Cette conception de l’engagement inévitable n’a pas manqué de marquer les débats entourant la responsabilité de l’écrivain qui prenaient place au cœur des cercles d’intellectuels à la Libération. Certains penseurs s’emploient à répondre radicalement à Sartre, comme le fait Georges Bataille par le biais de sa revue Critique, «principale revue susceptible de contester l ‘hégémonie intellectuelle des Temps modernes . » Bataille soutient que la littérature est dépourvue de tout sens utile, et que c’est peut être là que réside son seul engagement, puisqu’elle « conteste radicalement la logique d’un monde où domine l’utilitaire ». Ainsi, si l’hégémonie sartrienne suscite des débats depuis ses débuts et qu’elle fait encore fortement polémique aujourd’hui , elle est toutefois devenue ce qu’on pourrait appeler un pôle de l’engagement par rapport auquel se positionnent les auteurs et intellectuels d’aujourd’hui, que ce soit en adéquation ou en opposition. Et Mathieu Lindon n’y fait pas exception, au contraire.

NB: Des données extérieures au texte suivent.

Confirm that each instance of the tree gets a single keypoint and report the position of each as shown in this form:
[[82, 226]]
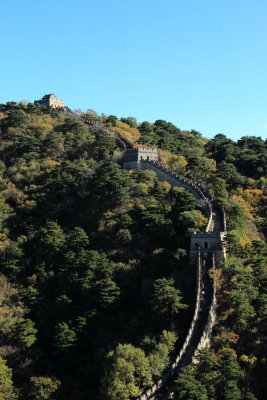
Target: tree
[[127, 373], [7, 391], [43, 388], [187, 387], [25, 333], [65, 338], [220, 191], [166, 299], [104, 146], [159, 358]]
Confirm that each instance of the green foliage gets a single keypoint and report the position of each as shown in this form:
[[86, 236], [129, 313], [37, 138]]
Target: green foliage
[[188, 387], [7, 391], [92, 251], [65, 338], [129, 372], [43, 388], [166, 298], [25, 333]]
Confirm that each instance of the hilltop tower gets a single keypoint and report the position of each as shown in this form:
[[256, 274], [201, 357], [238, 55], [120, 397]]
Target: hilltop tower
[[133, 157], [50, 100]]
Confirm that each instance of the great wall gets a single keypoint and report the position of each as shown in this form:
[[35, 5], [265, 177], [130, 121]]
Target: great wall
[[206, 249]]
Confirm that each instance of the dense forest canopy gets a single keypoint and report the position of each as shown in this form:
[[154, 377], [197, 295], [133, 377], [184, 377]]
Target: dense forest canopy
[[96, 291]]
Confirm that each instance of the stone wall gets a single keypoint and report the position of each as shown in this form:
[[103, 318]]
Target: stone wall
[[133, 157], [165, 174]]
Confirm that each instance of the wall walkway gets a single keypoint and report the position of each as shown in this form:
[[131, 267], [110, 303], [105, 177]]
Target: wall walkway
[[200, 331]]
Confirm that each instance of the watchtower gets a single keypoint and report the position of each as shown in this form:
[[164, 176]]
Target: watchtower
[[133, 157], [207, 242], [50, 100]]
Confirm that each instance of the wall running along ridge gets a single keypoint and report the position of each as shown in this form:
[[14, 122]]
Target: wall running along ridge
[[213, 238]]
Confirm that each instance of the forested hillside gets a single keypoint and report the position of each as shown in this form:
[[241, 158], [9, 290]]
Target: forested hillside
[[95, 287]]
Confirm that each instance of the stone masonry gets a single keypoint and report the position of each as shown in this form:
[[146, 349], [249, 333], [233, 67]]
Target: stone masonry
[[50, 100]]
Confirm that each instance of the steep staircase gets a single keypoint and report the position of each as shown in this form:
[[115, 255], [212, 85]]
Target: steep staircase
[[201, 325]]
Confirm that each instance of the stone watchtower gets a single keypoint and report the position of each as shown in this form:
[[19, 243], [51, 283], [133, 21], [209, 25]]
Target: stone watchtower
[[50, 100], [208, 242], [133, 157]]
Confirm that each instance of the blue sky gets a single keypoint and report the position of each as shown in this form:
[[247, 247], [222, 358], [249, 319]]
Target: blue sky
[[200, 64]]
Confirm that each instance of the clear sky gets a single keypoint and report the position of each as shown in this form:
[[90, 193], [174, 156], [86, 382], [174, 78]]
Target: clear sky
[[200, 64]]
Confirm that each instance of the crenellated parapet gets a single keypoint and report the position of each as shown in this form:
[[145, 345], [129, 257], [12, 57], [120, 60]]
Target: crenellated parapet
[[134, 157]]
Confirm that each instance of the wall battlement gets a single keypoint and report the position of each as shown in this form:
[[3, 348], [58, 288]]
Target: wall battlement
[[50, 100], [133, 157]]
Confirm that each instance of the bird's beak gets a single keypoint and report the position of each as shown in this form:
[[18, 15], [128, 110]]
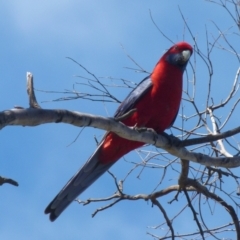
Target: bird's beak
[[186, 54]]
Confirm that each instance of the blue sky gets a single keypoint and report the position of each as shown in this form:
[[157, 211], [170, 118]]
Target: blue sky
[[37, 36]]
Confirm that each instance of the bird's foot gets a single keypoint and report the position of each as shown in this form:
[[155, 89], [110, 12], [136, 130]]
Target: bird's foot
[[172, 140]]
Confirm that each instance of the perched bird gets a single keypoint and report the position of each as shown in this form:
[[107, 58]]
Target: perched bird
[[156, 100]]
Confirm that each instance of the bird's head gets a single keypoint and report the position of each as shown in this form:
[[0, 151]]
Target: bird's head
[[178, 55]]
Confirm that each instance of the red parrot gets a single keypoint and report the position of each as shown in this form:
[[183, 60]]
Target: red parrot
[[156, 100]]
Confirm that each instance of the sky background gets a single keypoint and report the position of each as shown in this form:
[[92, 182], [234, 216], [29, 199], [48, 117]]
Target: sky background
[[37, 36]]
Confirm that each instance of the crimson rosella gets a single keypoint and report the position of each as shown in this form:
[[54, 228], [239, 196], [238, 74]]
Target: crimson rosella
[[156, 100]]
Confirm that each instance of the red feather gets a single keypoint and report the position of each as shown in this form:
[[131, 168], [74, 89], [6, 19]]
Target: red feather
[[156, 99]]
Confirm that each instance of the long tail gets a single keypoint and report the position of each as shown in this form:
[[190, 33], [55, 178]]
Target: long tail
[[89, 173]]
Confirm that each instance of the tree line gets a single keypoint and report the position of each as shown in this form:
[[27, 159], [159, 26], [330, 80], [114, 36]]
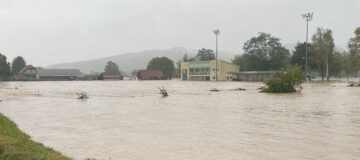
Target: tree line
[[265, 52], [7, 69]]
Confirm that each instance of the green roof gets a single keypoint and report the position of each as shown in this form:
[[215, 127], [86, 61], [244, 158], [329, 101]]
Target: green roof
[[253, 72]]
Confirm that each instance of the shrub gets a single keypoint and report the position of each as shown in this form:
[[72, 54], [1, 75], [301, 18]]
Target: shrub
[[285, 80]]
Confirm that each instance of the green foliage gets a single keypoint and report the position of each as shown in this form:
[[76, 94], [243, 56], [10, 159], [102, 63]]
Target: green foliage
[[4, 67], [111, 67], [354, 52], [264, 52], [323, 46], [285, 80], [205, 55], [17, 64], [164, 64], [298, 56], [16, 145]]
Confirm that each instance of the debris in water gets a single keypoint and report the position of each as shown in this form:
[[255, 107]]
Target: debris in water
[[163, 92], [261, 88], [82, 95], [354, 85], [214, 90], [239, 89]]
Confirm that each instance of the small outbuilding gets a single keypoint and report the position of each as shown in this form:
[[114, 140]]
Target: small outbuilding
[[110, 76], [58, 74], [27, 73], [150, 74], [254, 76]]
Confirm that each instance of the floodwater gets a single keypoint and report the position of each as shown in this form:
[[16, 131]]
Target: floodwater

Alors que nombreux sont ceux qui tentent de se distancier du modèle sartrien, Lindon affiche plusieurs traits caractéristiques de l’héritage de Sartre. Déjà, par le choix de construire un roman autour non seulement d’un fait divers – « d’un fait politique », corrigerait Otchakovsky-Laurens -, mais d’un politicien contemporain, l’auteur ose allier à nouveau littérature et politique. Dès la quatrième de couverture , l’œuvre se positionne comme objet utile ayant pour visée de réfléchir à la manière de « combattre Jean-Marie Le Pen» (PP, quatrième de couverture). La responsabilité de l’écrivain est donc activée par cette promesse de lecture. Étant donné que, dans le cas présent, la quatrième n’est pas composée d’extraits de l’œuvre mais est plutôt un texte à part, comme le titre, elle n’est pas une partie intégrante du texte de l’œuvre mais bien un texte rédigé par l’auteur visant à annoncer le livre. Par conséquent, l’on peut affirmer que Lindon engage ouvertement son roman – tant au niveau politique qu’au niveau socialet participe en outre à sortir l’action de la subjectivité pour l’intégrer dans l’esprit collectif. En effet, par son entreprise de mettre en scène l’inefficacité des actions menées par les militants antiracistes, Lindon applique auprès du lectorat le prmclpe sartrien voulant que « le langage ôte l’immédiateté et en même temps met la personne en face de ses responsabilités ».